Last Friday, as President Trump was addressing the Values Voter Summit, I was in Ann Arbor attending a two-day conference on the life and afterlife of Numa Pompilius, the legendary second king of Rome. Ranging over more than two-and-a-half millennia, it was a splendid interdisciplinary affair, held under the auspices of the University of Michigan’s Department of Classical Studies.
What was I doing there? In fact, anyone interested in thinking about the role of religion in society needs to know about Numa.
The way the ancient historians tell it, after the death of Romulus (possibly by assassination), the leaders of the infant city-state handed the kingship to someone utterly unlike their fratricidal, thuggish founder. A Sabine who liked nothing more than hanging out in sacred groves, Numa took it upon himself to civilize the Romans, above all by establishing religious institutions — the Temple of Janus, the Vestal Virgins, various priesthoods, sacred holidays.
To get his subjects to go along, Numa told them he was receiving instructions from a divine nymph named Egeria, whom he would meet for advice (and marital commerce) in one or another rustic place.
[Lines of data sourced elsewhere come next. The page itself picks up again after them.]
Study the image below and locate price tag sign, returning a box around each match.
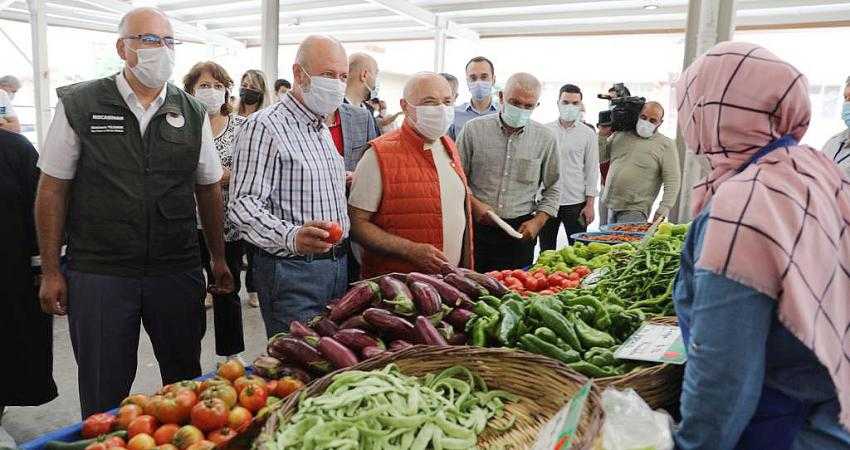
[580,266,609,288]
[531,381,592,450]
[614,324,686,365]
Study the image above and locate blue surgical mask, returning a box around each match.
[468,80,492,101]
[842,101,850,128]
[635,118,657,138]
[501,102,533,128]
[558,104,581,122]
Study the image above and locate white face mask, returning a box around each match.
[635,118,657,138]
[127,45,175,89]
[299,66,345,117]
[195,88,225,115]
[7,91,14,102]
[411,104,454,140]
[558,104,581,122]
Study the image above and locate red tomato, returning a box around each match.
[206,428,238,445]
[233,375,267,394]
[116,404,143,430]
[238,385,268,413]
[200,385,238,409]
[127,416,159,439]
[127,434,156,450]
[171,425,204,450]
[148,389,197,425]
[85,442,110,450]
[184,441,215,450]
[550,286,563,293]
[503,276,520,286]
[275,377,305,398]
[154,445,178,450]
[566,271,580,281]
[190,398,228,432]
[565,279,580,289]
[85,436,126,450]
[198,377,230,395]
[510,270,528,281]
[500,270,512,277]
[82,413,117,438]
[153,424,180,446]
[216,359,245,382]
[226,406,252,432]
[539,289,554,295]
[121,395,151,413]
[523,277,539,291]
[574,266,590,276]
[323,222,343,244]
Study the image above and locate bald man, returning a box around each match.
[349,72,473,277]
[456,72,560,272]
[229,35,351,337]
[35,7,232,417]
[344,52,382,137]
[599,101,681,223]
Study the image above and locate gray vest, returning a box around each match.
[57,75,206,277]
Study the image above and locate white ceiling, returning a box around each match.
[2,0,850,48]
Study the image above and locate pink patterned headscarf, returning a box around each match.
[676,41,850,428]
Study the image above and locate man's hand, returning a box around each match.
[581,202,595,225]
[345,171,354,190]
[598,125,614,138]
[208,258,235,295]
[470,197,496,226]
[295,220,334,255]
[517,215,549,241]
[405,243,448,273]
[39,271,68,315]
[652,211,667,223]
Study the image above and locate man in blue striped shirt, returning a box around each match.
[229,35,351,337]
[447,56,498,140]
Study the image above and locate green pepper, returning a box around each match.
[534,327,559,345]
[532,302,583,352]
[473,301,499,319]
[567,360,619,378]
[584,347,616,368]
[497,302,523,346]
[565,304,595,324]
[471,317,491,347]
[610,309,646,342]
[480,295,503,309]
[519,335,581,364]
[502,292,524,303]
[573,316,616,349]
The line worked.
Not only did the unruly Romans become utterly law-abiding but, writes Livy, “the neighboring peoples also, who had hitherto considered that it was no city but a camp that had been set up in their midst, as a menace to the general peace, came to feel such reverence for them, that they thought it sacrilege to injure a nation so wholly bent upon the worship of the gods.”
And so Numa ruled for 43 years of peace and prosperity, becoming the exemplar of the wise Roman ruler. From Augustus on, being “another Numa” was the highest praise an emperor got — except from Christian intellectuals, especially St. Augustine, who considered the king’s success in controlling the masses via his pious Egerian fraud to be the ultimate abuse of religion.
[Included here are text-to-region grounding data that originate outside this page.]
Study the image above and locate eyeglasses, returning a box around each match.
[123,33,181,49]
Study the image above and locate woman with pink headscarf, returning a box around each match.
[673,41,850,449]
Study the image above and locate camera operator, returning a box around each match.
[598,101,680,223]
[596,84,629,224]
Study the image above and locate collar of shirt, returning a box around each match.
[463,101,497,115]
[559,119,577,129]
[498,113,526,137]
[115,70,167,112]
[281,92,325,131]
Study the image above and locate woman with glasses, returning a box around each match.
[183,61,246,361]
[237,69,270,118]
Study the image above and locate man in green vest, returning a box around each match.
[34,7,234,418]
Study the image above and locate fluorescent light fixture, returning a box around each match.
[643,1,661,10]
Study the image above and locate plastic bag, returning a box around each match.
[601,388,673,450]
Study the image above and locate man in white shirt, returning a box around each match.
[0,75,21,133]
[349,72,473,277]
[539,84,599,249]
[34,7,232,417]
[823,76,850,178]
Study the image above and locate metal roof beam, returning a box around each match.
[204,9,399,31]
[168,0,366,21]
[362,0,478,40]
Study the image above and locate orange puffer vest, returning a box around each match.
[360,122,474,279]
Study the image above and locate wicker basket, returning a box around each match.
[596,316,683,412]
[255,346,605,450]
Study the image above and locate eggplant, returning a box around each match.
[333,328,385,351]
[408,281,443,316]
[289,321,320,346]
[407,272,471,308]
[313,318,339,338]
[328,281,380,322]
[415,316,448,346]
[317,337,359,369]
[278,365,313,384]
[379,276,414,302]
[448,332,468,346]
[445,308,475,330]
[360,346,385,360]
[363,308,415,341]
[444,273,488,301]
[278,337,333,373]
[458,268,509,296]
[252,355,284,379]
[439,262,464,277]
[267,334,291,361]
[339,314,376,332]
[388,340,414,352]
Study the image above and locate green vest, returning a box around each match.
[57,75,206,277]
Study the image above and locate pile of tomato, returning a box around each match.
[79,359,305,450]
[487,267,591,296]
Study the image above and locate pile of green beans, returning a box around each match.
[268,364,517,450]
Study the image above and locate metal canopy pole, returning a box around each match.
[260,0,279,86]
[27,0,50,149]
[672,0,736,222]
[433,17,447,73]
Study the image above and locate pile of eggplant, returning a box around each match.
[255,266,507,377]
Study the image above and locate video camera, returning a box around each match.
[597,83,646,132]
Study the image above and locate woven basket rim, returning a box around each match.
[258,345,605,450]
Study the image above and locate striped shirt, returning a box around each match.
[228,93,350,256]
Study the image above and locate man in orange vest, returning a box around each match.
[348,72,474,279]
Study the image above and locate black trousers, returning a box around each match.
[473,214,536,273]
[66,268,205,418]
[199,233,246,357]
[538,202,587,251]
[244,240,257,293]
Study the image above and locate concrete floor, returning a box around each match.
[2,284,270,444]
It took until the Renaissance before Western society again embraced Numa’s religious project. Here, Machiavelli led the way, writing in his Discourses on Livy, that “if one had to dispute over which prince Rome was more obligated to, Romulus or Numa, I believe rather that Numa would obtain the first rank; for where there is religion, arms can easily be introduced, and where there are arms and not religion, the latter can be introduced only with difficulty.”
Through the French Revolution, Numa was now the touchstone for discussion of the political uses of religion. Not surprisingly, there were latter-day would-be Numas less high-minded about those uses than their ancient Roman predecessor.
Which takes us back to what Donald Trump was doing at the Values Voter Summit on Friday.
“When I came to speak with you last year, I made you a promise,” Trump declared. “Well, one of the promises I made you was that I’d come back. See? And I don’t even need your vote this year, right? That’s even nicer.”
The president then delivered a little litany of his spiritual agenda, from promoting religious liberty and “stopping cold the attacks on Judeo-Christian values” to permitting clergy to take political stands and “saying ‘Merry Christmas’ again.”
Did I mention that embedded in “Donald Trump” are all the letters needed to spell out the name engraved on the old Roman coin pictured above — “NUMA POM”? Wherever his grave is, I suspect the old Roman is rolling over in it.